La Dauphinoise conduit son programme de production de semences de base pour le compte d'obtenteurs et son propre plan de multiplication. Elle produit également du soja en semences certifiées en sous-traitance pour le compte d'obtenteurs. Ces semences certifiées destinées aux filières de l'alimentation humaine ou animale peuvent être également commercialisées en direct, en circuit court, auprès de producteurs, ou bien auprès de distributeurs français.

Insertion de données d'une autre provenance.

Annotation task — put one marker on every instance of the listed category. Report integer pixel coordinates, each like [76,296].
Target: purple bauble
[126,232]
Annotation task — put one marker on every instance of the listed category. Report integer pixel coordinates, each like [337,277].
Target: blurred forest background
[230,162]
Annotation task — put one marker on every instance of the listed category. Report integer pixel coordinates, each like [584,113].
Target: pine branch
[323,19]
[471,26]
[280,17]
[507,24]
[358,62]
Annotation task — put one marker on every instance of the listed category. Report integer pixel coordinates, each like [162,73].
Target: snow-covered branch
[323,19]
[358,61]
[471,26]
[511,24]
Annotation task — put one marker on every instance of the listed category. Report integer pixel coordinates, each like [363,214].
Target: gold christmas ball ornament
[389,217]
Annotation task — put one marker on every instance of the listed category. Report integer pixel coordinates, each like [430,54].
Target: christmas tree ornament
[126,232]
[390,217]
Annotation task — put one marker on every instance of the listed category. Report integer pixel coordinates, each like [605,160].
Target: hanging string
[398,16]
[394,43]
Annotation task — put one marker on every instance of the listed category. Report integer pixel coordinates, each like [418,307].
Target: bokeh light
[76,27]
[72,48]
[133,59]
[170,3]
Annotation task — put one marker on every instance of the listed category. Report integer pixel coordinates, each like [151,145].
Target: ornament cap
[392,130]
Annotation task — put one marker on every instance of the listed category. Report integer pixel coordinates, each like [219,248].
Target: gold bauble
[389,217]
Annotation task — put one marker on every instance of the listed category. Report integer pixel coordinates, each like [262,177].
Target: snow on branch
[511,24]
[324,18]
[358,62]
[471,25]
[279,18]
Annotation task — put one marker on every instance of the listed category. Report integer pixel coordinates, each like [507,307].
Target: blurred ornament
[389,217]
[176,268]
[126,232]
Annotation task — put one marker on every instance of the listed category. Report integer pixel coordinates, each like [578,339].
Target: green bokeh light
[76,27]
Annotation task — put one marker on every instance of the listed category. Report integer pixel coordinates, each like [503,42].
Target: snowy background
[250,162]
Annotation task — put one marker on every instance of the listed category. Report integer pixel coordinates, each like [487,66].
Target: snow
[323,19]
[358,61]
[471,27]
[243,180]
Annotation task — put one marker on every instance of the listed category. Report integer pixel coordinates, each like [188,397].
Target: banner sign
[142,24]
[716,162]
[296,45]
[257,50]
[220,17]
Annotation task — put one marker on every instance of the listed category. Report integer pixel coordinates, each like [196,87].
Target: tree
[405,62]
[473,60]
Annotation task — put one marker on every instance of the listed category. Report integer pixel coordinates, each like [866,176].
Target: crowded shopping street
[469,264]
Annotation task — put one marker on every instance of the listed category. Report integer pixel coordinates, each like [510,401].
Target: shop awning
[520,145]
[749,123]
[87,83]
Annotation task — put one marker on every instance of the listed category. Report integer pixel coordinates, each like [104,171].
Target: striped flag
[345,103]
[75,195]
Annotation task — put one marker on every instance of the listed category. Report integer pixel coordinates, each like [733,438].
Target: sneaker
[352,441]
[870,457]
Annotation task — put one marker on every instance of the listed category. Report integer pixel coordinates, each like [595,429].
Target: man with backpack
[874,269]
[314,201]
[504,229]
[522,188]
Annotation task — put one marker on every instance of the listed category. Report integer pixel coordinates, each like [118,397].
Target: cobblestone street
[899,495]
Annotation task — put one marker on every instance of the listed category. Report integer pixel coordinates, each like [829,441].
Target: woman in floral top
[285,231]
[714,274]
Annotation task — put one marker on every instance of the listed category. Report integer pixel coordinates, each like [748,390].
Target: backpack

Les perspectives pour 2016 sont en légère baisse en raison de l'arrivée sur ce créneau de nouveaux acteurs multiplicateurs, notamment des coopératives au service de leurs producteurs. De plus, cette production est toujours tributaire de la fluctuation des cours des céréales. Enfin, la filière de soja de semence observe l'arrivée de semences de ferme au sujet desquels Dominique Vial prodigue quelques conseils. D'une part, en raison de la sensibilité de la capacité germinative de la plante, les conditions de récolte et de prise en charge doivent être irréprochables, d'autre part, les contrats en alimentation humaine sont très exigeants en termes de traçabilité.
Isabelle Doucet
Installations /
La station semence des Olagnières
Le soja de semence représente la troisième espèce du plan de production de semences de La Dauphinoise, après le maïs et les céréales à paille (blé, orge, triticales). Ce plan global s'établit entre 7 et 8 000 hectares.Inaugurée en 2014, la station semences des Olagnières, implantée sur le principal site de production de la coopérative Dauphinoise à La Côte-Saint-André en Isère, représente le plus gros investissement jamais réalisé par l'entreprise. Il s'élève à 27 millions d'euros et permet à la coopérative se s'affirmer comme acteur majeur de la production de semences au niveau national. En effet, l'équipement comprend un ensemble de 27 000 m2 doté de deux lignes de triage. Il dispose également d'un silo de 32 cellules de 125 kilos, soit une capacité de 4 000 tonnes.